While certain government programs can provide assistance in my own home, steps to protect my assets and achieve eligibility for such programs are to be taken with great care. Asset preservation is secondary while asset utilization is primary when needed to achieve my objective. Hospice care in my home is also to be obtained when appropriate.

An Expensive Proposition

Home care can be astonishingly expensive. I’ve worked with individuals who’ve paid over half a million dollars a year to obtain a level of care at home that was necessary to keep them safe. Such individuals would otherwise have to be in a skilled nursing facility.  

Obtaining quality of care at home is challenging and will be increasingly expensive as the need escalates and the supply of quality care givers fails to keep pace. Oversight will be an ongoing challenge.  
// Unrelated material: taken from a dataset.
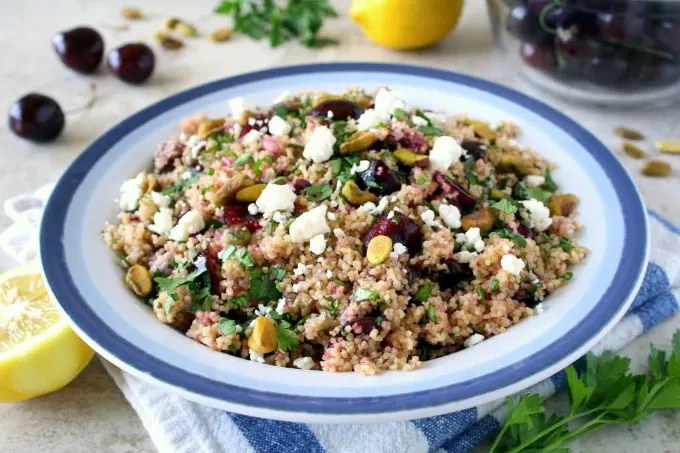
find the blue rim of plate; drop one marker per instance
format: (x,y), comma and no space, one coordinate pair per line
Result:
(621,289)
I’m nevertheless optimistic that, with appropriate estate planning and with the involvement of understanding and devoted health care advocates and fiduciaries, quality of care at home can be achieved. 

Endnotes

1. U.S. Department of Human Health Services, Administration on Aging, https://longtermcare.acl.gov/the-basics/how-much-care-will-you-need.html; Centers for Disease Control and Prevention, www.cdc.gov/nchs/data/series/sr_03/sr03_43-508.pdf.

2. Seewww.pbs.org/newshour/health/how-groucho-marx-fell-prey-to-elder-abuse.

3. Seewww.ahip.org/wp-content/uploads/2017/01/LifePlans_LTC_2016_1.5.17.pdf.

4. See the National Center for Home Equity Conversion,www.reverse.org

5. Michael Gilfix, “Estate Planning for Clients Who Want to Stay Out of a Nursing Home,” Estate Planning (November 2005).

6. Marion v. Davis, 106 S.W.3d 860 (TEX.APP., 2003).